The statement did not specify why this content was referred to tech companies, but expressed a particular concern about any content touching on the so-called “3Rs”: race, religion, and royalty. The firms were also asked to improve their removal of posts linked to scams and illegal gambling.
The sharp uptick in the number of content review and removal requests reflects the delicate line that Prime Minister Anwar Ibrahim is now being forced to walk. The 18 months since he took office have been marked by the increasingly sophisticated use of social media platforms by his Malay right-wing opponents to undermine Anwar’s leadership and the credibility of his multi-ethnic Pakatan Harapan coalition. A lot of this content focuses on advancing a vision of Malaysian identity that is exclusively Malay, Muslim, and conservative, and detailing the various alleged ways in which Anwar’s government is undermining Malay privileges in favor of a variety of maligned “outgroups,” including the country’s economically-dominant ethnic Chinese minority.
It is also clear that this online rhetoric can have real-world effects. Last month, a furor erupted online when socks printed with the word “Allah,” the Arabic word for God, were found to be sold at KK Mart, the country’s second-largest mini-market chain. After an ensuing outrage on social media, KK Mart apologized, though this did not prevent two of the chain’s executives from being charged with “hurting religious feelings.” Vigilantes later attacked at least three KK Mart branches with petrol bombs and Molotov cocktails. A similar outrage followed this week, this time regarding a Malaysian shoe company.
While state institutions have felt the need to investigate these “crimes,” the Anwar administration has shown a growing determination to suppress speech relating to the 3Rs, both online and offline, on the not unreasonable grounds that it poses a threat to the country’s ethnic harmony. The most prominent recent example is the government’s recent prosecution of Muhammad Sanusi Md Nor, the caretaker chief minister of Kedah state and a prominent member of the Islamist party PAS. Last July, Sanusi was charged under the Sedition Act after a political speech in which he questioned decisions taken by the country’s king regarding the formation of government at the federal and state levels.
Still, there is a heated debate as to whether the government should be actively trying to repress even harmful speech. In an article for The Diplomat last August, Aizat Shamsuddin defended the Anwar government’s decision to prosecute Sanusi under the Sedition Act, arguing that the government had an interest in preventing the spread of right-wing extremism, both on- and offline. leaders from PAS and its coalition partner Bersatu, he argued, “do not engage in democracy to strengthen it but rather to further their own illiberal interests and undermine democratic institutions.”
At the same time, Anwar has come under fire from liberal critics who say he has backtracked on a promise to defend free speech when he came into office in 2022, and presided over widening censorship to combat his conservative opponents – in some cases using the very same repressive tools as previous administrations.

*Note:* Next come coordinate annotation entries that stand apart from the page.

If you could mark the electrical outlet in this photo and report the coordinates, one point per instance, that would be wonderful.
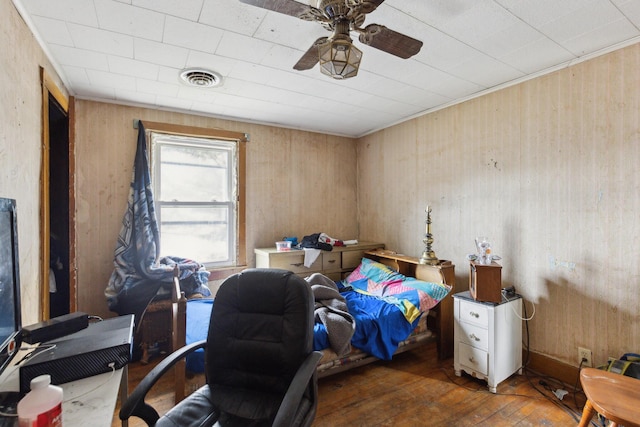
(584, 354)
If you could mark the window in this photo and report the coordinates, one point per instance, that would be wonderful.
(197, 184)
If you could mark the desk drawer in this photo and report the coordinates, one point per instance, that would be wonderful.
(331, 261)
(474, 313)
(294, 261)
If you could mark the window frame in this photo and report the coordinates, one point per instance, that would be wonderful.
(240, 139)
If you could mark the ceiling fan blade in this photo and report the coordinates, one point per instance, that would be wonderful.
(369, 6)
(389, 41)
(310, 57)
(288, 7)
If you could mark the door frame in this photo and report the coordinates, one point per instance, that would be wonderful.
(50, 88)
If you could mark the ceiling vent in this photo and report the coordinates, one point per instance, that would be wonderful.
(198, 77)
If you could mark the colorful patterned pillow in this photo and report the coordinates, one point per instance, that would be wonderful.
(411, 295)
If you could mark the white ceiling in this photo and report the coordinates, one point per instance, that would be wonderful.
(131, 52)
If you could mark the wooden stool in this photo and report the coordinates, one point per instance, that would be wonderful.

Some have argued that this will only deepen suspicions of state institutions and reinforce the credibility of the very right-wing Malay-Islamist conspiracy theories that the Anwar government is hoping to
With Anwar’s opponents massing ahead of the next election in early 2028, the difficulty of striking a balance between defending free speech principles and suppressing the most harmful right-wing “hate speech” is set to become worse before it gets better.